# SATA Native Support



## petike (Jan 5, 2009)

Hi,
I have just installed "FreeBSD 7.0" to my computer and right after that everything worked fine. Now I have "2 operating systems" on my computer - "Windows XP" and "FreeBSD 7.0".

I have it on notebook from "HP" and before when I had installed only Windows on computer, I could "enable" the "SATA Native Mode" in BIOS after I had intalled one driver in Windows XP - "*Intel SATA AHCI Controller Driver*".
But now when I start FreeBSD with "enabled" SATA Native Support (in BIOS) it gets only to this phase:






Does anybody know what should I do (maybe some driver to install, or something else...)?

Thanks.


----------



## Speedy (Jan 5, 2009)

Your drive is not ad any more, it's da now. You need to fix both bootloader configuration and fstab.


----------



## petike (Jan 5, 2009)

*A little more instructions...*



			
				Speedy said:
			
		

> Your drive is not ad any more, it's da now. You need to fix both bootloader configuration and fstab.
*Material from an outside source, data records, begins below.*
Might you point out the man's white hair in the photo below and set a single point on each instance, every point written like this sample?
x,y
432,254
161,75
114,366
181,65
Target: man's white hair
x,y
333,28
Sorry, but I am new to UNIX.
Could you please give me a litte more instructions what to do?

Thanks.


----------



## ale (Jan 5, 2009)

Try typing _ufs:da0s3a_.
What pressing _?_ and then enter?


----------



## graudeejs (Jan 5, 2009)

try one of these:
type 
ufs:ad4s1a
ufs:ad4s3a
ufs:da0s1a

if they don't work just try
ufs:adXsYa
and
ufs:daXsYa
where X is 0 to 4, and Y is 1 to 4
try all possible combination, if you're not sure what is your active slice etc
one of them will work

and then fix entries in /etc/fstab, if you can boot


----------



## graudeejs (Jan 5, 2009)

Speedy said:
			
		

> Your drive is not ad any more, it's da now. You need to fix both bootloader configuration and fstab.



problem is only in /etc/fstab


----------



## trev (Jan 5, 2009)

petike said:
			
		

> Does anybody know what should I do (maybe some driver to install, or something else...)?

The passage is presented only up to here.